A Justiça

Entendendo a indisponibilidade de ativos financeiros no Bacen Jud

As facilidades do meio eletrônico acarretaram diversas modificações na vida das pessoas. O mesmo fenômeno se deu também quanto à agilização na execução de dívidas cobradas em juízo e para a execução de garantia em relação a diversos tipos de processos, a partir da criação em 2001 do sistema Bacen Jud pelo Banco Central do Brasil (Bacen) em parceria com o Conselho Nacional de Justiça (CNJ).

Através do Bacen Jud juízes de todas as esferas judiciais (estadual, federal, trabalhista, militar e eleitoral) em todo o país utilizam um mesmo sistema virtual para fazer consultas e bloqueios em contas de pessoas físicas e jurídicas junto a diversas instituições bancárias e financeiras, a fim de possibilitar o cumprimento de medidas acautelatórias e de execução em processos sob sua responsabilidade.

Neste texto, o objetivo é apresentar algumas informações sobre em que circunstâncias ocorre a indisponibilização de ativos financeiros nesta plataforma, como ela funciona e de que forma as pessoas atingidas pela medida podem apresentar sua defesa.

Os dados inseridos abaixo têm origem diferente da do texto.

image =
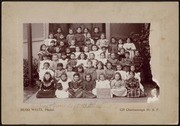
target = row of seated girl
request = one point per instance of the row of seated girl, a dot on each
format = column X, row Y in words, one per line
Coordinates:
column 96, row 76
column 87, row 88
column 82, row 41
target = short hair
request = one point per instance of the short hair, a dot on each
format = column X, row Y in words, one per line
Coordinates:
column 76, row 74
column 46, row 63
column 59, row 65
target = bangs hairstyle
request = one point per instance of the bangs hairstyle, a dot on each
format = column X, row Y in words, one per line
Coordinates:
column 120, row 78
column 89, row 76
column 44, row 79
column 99, row 62
column 85, row 56
column 42, row 46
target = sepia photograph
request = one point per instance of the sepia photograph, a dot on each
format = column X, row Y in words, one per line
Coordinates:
column 88, row 60
column 90, row 63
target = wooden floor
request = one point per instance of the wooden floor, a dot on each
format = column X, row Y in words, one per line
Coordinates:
column 33, row 100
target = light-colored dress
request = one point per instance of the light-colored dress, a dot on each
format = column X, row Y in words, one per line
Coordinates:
column 101, row 84
column 63, row 93
column 130, row 47
column 118, row 88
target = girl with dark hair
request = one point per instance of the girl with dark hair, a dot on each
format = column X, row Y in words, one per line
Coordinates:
column 47, row 87
column 88, row 86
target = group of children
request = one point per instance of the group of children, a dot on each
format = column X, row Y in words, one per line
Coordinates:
column 76, row 65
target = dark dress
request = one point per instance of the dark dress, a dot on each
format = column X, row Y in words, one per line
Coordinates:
column 133, row 88
column 80, row 39
column 88, row 86
column 47, row 90
column 75, row 89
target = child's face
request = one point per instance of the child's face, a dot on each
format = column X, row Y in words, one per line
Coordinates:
column 59, row 68
column 57, row 50
column 86, row 49
column 72, row 56
column 131, row 75
column 45, row 58
column 69, row 68
column 79, row 30
column 154, row 92
column 82, row 56
column 61, row 36
column 63, row 77
column 89, row 64
column 102, row 56
column 44, row 47
column 76, row 78
column 120, row 41
column 88, row 35
column 80, row 69
column 85, row 30
column 109, row 66
column 77, row 49
column 63, row 56
column 88, row 78
column 61, row 43
column 47, row 76
column 102, row 77
column 96, row 30
column 136, row 53
column 113, row 40
column 88, row 42
column 91, row 56
column 51, row 36
column 99, row 66
column 113, row 56
column 132, row 68
column 70, row 31
column 128, row 40
column 117, row 77
column 46, row 66
column 68, row 50
column 52, row 44
column 59, row 30
column 127, row 55
column 73, row 42
column 119, row 67
column 94, row 48
column 55, row 58
column 102, row 36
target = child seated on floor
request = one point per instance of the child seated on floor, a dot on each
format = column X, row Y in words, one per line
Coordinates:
column 46, row 68
column 100, row 69
column 90, row 70
column 113, row 46
column 70, row 36
column 55, row 61
column 77, row 51
column 47, row 87
column 62, row 86
column 102, row 41
column 59, row 71
column 109, row 71
column 72, row 45
column 82, row 59
column 101, row 83
column 63, row 59
column 88, row 86
column 118, row 86
column 133, row 86
column 75, row 87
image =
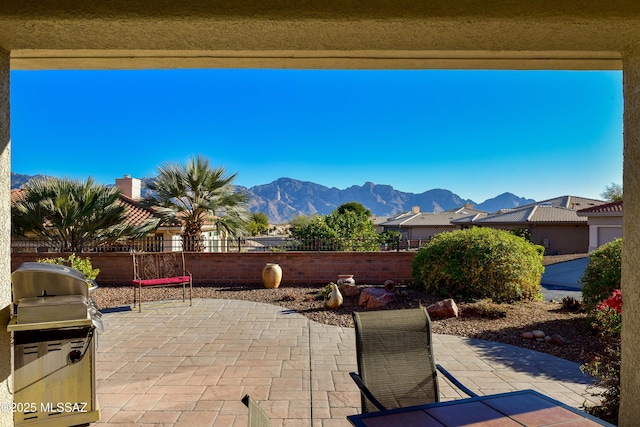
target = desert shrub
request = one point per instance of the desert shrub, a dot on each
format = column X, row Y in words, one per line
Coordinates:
column 603, row 273
column 480, row 263
column 605, row 367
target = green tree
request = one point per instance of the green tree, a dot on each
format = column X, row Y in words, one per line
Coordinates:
column 355, row 207
column 195, row 193
column 603, row 274
column 612, row 192
column 480, row 263
column 348, row 228
column 74, row 213
column 258, row 223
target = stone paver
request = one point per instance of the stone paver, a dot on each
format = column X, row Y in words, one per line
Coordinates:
column 178, row 365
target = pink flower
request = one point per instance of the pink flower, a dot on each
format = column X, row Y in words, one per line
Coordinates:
column 614, row 302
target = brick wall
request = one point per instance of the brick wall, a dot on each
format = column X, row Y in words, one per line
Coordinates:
column 246, row 268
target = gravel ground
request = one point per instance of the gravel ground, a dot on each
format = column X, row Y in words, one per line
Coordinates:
column 503, row 323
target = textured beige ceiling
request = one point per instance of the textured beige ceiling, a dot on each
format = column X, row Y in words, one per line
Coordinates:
column 319, row 34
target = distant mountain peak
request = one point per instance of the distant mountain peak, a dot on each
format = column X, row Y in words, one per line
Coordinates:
column 285, row 198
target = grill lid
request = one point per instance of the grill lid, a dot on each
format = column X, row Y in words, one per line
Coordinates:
column 37, row 279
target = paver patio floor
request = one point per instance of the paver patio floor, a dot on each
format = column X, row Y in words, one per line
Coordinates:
column 176, row 365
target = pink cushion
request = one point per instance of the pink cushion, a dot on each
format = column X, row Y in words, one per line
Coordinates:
column 178, row 280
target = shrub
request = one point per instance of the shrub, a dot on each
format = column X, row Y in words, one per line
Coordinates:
column 602, row 275
column 480, row 263
column 83, row 265
column 605, row 367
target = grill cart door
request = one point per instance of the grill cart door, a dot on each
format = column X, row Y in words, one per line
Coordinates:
column 54, row 347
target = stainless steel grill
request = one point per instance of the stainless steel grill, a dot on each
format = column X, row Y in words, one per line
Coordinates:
column 54, row 326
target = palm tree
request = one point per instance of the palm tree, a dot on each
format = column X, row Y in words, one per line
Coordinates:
column 74, row 213
column 195, row 194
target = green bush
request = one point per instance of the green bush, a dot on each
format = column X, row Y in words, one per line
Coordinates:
column 605, row 366
column 602, row 275
column 480, row 263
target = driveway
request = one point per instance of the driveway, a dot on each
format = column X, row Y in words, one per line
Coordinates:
column 562, row 279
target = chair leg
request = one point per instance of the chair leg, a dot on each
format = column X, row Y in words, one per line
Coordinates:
column 457, row 383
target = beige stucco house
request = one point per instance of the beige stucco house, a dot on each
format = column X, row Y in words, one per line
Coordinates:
column 377, row 34
column 552, row 223
column 417, row 225
column 605, row 223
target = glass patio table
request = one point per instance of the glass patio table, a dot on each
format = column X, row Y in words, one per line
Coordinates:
column 518, row 408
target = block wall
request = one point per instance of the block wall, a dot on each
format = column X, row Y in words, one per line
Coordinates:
column 246, row 268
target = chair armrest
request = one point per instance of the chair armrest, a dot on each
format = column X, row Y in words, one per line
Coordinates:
column 366, row 392
column 455, row 381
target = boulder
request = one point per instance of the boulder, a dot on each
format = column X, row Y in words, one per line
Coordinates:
column 557, row 340
column 443, row 309
column 374, row 298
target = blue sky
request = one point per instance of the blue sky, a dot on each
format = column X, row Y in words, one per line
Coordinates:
column 537, row 134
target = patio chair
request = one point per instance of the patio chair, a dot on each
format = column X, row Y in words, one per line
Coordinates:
column 396, row 367
column 257, row 416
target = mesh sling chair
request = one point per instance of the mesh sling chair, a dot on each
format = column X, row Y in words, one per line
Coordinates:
column 396, row 367
column 257, row 416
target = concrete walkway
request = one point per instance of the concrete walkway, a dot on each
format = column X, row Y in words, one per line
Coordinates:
column 175, row 365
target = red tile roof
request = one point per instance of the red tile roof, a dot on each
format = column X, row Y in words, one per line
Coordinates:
column 612, row 208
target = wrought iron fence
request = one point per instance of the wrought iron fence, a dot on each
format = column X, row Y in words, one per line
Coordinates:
column 244, row 244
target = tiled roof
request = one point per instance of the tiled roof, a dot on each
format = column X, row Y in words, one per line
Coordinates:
column 413, row 219
column 136, row 214
column 570, row 202
column 561, row 209
column 608, row 209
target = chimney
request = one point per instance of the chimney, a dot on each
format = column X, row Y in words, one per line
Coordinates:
column 130, row 187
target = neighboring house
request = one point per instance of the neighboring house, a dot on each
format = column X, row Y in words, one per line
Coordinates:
column 605, row 223
column 167, row 237
column 416, row 225
column 170, row 235
column 553, row 223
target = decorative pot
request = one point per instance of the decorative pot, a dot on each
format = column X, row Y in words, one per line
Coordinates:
column 346, row 279
column 271, row 275
column 335, row 299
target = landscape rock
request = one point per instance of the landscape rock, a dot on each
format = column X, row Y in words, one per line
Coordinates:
column 557, row 340
column 335, row 299
column 389, row 285
column 374, row 298
column 539, row 334
column 349, row 290
column 443, row 309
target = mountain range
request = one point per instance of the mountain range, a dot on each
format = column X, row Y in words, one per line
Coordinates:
column 285, row 198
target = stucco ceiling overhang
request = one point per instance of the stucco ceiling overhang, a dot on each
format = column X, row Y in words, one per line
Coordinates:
column 518, row 34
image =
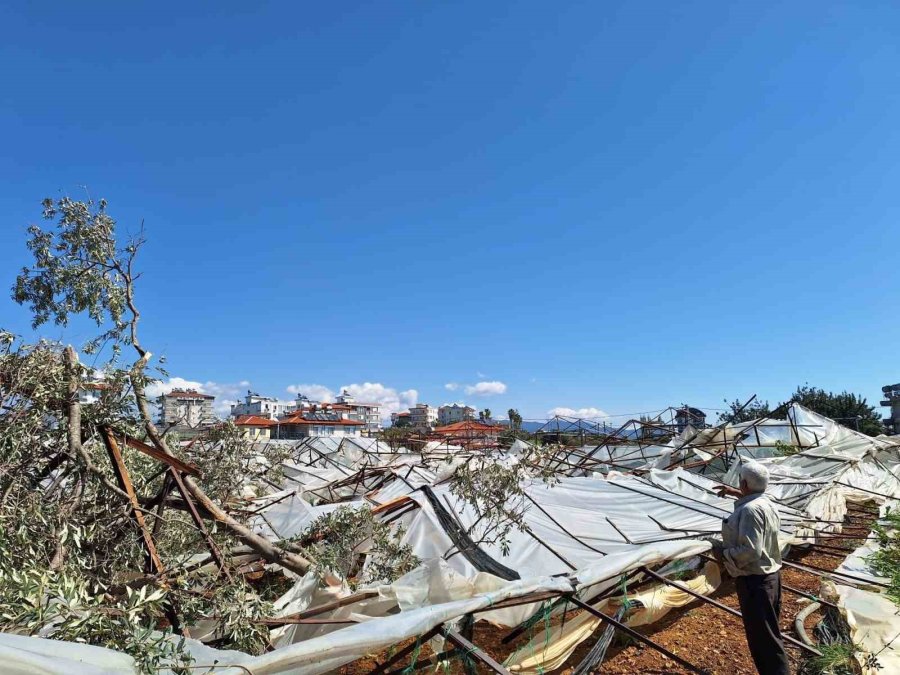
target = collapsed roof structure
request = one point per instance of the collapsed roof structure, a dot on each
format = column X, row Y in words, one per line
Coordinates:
column 636, row 508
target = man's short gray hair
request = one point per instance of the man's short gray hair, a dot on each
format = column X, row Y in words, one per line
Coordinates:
column 755, row 476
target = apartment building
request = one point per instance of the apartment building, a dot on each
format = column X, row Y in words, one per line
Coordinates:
column 185, row 409
column 264, row 406
column 450, row 414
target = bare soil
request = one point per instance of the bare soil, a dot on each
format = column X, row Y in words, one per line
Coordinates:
column 702, row 634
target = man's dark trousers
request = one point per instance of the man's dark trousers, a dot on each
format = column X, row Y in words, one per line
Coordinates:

O Código de Processo Civil e a legislação especial de execução fiscal (Lei nº 6.830/80) estabelecem preferência na penhora, por dinheiro, em espécie ou em depósito ou aplicações em instituições financeiras, para a realização dos créditos em ações de cobrança (execuções por quantia certa, cumprimentos de sentença, execuções de título extrajudicial, execuções fiscais, etc.).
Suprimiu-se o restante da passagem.